Talking of ramifications of corporate governance
during the last century, Shri Vishwanathan said that it has undergone
a metamorphosis from protecting the shareholder to the protection
of multi stake holders of the corporation. Today, corporate governance
was based on the principles of transparency, accountability, fairness
and responsibility. Besides, the foundation of any structure of
corporate governance was disclosure. In addition, openness was
a basis of public confidence in the corporate system.
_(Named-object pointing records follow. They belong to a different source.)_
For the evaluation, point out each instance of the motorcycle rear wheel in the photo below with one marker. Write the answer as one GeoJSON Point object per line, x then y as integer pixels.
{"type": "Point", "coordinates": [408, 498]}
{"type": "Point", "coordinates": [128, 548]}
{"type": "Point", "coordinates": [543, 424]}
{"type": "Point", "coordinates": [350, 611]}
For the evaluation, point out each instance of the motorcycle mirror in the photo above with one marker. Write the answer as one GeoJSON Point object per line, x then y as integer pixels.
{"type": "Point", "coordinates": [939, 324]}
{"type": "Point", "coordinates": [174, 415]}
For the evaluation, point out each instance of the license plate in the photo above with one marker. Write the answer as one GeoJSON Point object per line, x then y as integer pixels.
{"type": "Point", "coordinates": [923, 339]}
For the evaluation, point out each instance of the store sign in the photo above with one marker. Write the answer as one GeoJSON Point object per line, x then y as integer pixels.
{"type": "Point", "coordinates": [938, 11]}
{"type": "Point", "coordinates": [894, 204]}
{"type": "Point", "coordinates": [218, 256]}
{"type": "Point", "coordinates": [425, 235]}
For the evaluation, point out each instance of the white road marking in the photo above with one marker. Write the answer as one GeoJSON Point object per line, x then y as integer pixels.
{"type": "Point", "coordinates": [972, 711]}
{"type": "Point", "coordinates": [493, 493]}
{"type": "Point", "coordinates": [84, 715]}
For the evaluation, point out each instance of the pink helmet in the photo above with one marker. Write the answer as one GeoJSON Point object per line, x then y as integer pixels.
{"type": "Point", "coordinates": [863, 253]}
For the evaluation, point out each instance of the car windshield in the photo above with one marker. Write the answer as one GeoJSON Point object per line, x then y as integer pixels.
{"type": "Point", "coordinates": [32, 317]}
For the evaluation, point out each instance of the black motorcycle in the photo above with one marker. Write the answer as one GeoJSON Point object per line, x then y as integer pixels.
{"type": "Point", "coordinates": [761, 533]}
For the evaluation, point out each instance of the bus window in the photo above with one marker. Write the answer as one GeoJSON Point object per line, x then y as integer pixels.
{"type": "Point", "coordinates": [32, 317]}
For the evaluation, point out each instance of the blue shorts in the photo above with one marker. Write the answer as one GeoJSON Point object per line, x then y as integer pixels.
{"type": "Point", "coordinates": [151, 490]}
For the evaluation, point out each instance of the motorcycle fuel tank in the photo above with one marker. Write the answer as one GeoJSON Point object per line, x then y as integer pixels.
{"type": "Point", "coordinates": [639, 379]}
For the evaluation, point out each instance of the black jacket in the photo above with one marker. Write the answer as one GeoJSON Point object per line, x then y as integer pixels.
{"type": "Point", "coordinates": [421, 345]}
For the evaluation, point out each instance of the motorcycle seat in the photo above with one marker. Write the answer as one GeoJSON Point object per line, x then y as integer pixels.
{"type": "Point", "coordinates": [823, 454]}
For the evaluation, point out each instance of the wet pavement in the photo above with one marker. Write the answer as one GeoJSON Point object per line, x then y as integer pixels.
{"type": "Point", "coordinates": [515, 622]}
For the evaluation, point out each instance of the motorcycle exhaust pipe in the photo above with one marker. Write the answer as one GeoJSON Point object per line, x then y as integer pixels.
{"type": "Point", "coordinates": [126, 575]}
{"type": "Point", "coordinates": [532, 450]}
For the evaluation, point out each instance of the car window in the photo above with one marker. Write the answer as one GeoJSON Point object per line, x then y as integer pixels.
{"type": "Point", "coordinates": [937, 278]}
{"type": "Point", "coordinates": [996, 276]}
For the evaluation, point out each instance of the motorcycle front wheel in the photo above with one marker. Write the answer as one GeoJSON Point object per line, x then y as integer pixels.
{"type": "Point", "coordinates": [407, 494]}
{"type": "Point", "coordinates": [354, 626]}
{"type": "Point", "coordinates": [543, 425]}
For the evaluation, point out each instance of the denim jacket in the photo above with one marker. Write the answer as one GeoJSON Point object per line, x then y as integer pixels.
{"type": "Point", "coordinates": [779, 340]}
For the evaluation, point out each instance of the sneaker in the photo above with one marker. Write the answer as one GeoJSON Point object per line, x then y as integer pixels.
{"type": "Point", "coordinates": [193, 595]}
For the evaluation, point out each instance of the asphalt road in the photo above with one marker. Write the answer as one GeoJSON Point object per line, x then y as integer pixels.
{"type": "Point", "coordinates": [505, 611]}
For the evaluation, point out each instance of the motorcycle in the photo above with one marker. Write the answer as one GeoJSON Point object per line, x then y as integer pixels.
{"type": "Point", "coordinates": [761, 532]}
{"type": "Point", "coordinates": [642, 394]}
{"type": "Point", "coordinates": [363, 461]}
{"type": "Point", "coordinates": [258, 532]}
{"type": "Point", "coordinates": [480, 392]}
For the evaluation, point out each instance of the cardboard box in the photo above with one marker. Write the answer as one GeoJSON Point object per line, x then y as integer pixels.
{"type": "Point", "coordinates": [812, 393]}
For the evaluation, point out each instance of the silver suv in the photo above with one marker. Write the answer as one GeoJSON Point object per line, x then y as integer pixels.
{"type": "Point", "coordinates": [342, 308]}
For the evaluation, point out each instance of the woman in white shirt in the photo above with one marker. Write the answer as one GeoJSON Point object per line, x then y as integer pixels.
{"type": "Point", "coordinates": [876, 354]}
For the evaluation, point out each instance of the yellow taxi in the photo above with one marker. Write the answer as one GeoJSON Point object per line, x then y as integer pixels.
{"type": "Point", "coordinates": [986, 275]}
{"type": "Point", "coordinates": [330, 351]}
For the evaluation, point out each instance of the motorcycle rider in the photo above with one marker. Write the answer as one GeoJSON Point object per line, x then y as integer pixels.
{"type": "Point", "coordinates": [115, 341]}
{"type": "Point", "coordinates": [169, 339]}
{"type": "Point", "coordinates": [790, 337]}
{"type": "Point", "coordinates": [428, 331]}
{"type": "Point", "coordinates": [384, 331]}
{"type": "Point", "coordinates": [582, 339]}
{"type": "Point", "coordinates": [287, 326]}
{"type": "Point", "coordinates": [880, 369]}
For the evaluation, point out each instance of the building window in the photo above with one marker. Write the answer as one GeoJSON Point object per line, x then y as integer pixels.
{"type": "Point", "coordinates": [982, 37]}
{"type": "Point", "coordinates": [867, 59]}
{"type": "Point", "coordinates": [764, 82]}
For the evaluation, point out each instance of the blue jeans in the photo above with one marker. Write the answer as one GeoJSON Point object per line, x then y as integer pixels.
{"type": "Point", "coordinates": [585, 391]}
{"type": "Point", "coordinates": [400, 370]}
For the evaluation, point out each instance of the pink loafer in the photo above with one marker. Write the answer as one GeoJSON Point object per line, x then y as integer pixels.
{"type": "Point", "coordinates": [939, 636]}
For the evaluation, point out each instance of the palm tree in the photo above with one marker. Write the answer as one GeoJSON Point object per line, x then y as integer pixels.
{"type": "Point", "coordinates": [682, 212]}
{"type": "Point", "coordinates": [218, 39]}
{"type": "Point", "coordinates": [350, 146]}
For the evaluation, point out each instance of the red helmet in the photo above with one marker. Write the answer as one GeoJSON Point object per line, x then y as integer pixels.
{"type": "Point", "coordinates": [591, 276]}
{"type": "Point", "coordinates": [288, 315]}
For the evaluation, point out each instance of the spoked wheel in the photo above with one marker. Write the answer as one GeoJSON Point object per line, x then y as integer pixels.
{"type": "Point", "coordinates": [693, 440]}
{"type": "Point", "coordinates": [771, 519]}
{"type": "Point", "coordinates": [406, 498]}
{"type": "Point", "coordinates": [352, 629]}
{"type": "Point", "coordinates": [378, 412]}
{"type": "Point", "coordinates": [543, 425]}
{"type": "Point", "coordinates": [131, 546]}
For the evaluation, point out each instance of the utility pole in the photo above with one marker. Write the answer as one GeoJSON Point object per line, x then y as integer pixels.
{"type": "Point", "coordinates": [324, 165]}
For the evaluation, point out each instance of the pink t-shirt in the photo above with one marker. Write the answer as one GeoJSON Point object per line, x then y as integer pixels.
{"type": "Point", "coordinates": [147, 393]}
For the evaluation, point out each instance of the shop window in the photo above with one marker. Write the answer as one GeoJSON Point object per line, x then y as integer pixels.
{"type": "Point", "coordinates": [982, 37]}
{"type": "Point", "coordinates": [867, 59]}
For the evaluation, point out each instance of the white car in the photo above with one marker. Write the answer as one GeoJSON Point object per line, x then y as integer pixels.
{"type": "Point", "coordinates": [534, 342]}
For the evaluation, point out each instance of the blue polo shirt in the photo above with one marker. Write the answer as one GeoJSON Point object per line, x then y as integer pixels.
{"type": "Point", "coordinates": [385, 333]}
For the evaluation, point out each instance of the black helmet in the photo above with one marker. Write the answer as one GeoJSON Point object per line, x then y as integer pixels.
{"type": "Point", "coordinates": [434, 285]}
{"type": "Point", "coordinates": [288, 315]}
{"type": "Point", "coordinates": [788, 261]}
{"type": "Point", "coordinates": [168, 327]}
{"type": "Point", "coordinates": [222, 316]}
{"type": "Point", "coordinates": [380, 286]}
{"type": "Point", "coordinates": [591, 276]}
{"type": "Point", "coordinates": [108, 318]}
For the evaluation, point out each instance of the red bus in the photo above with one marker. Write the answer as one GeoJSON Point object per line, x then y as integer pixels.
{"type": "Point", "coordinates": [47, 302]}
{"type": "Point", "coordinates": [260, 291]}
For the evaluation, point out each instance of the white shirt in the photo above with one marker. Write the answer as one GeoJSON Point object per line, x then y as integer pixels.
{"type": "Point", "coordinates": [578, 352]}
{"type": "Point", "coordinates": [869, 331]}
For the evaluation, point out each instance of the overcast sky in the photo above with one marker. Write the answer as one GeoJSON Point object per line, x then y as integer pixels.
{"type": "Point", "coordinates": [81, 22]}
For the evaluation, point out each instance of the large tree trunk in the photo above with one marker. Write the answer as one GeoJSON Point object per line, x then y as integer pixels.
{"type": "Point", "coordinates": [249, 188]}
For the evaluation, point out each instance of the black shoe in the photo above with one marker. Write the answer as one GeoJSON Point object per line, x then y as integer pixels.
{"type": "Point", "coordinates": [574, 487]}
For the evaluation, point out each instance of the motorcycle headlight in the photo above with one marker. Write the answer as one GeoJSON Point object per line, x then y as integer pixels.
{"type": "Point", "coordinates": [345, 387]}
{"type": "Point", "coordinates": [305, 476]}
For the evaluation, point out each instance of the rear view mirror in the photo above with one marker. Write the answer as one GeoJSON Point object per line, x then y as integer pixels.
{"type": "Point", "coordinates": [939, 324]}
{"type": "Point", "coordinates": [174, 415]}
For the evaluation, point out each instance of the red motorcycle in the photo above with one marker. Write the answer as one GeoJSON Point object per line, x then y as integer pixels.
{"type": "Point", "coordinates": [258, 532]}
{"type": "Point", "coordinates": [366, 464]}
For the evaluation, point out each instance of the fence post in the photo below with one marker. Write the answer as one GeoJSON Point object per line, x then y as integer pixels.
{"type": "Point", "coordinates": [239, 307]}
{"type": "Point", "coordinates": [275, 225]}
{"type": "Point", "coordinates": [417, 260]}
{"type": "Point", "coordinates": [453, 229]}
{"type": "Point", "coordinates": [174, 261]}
Dwelling at length on the evil of insider trading,
the Member Secretary referred to the internet that has facilitated
anonymity and opened up new opportunities to indulge in insider
trading that was discovered by the Securities Exchange Commission
and the Federal Bureau of Investigation when 19 persons were charged
with using Chat Rooms Insider Trading Scheme yielding $8.4 million
in 2000. He also referred to our own Kumarmanglam Birla Report
which revealed that the evil of insider trading require to be
viewed as a serious economic offence. Shri Vishwanathan also talked
of fixing criminal liability for corporate wrong doings. He said
that the emergence of stock markets speculation in stocks opened
a new dimension which lawyers steeped in conservatism found it
difficult to comprehend.
Yet another area to be addressed about corporate
governance was that shareholders no longer exercised control over
managers acting on their behalf. Since corporate governance arrangements
influenced efficient use of society’s resources and ability of
firms to create new wealth, it assumed great importance. In today’s
world, institutional investors were major stockholders of corporations
and the manner they exercised their voting rights was a matter
of concern to the corporate health in general. It was in this
context that Shri Vishwanathan said that corporations had a mandate
beyond their Memorandum of Association and Articles of Association
as the advent of stock market and the paradigm shift in the nature
of stock holdings had exposed the inadequacies of the existing
regulatory regimes. That is how it has laid corporate lawyers
to explore alternate means and techniques to deal with corporate
power thus giving birth to corporate governance movement.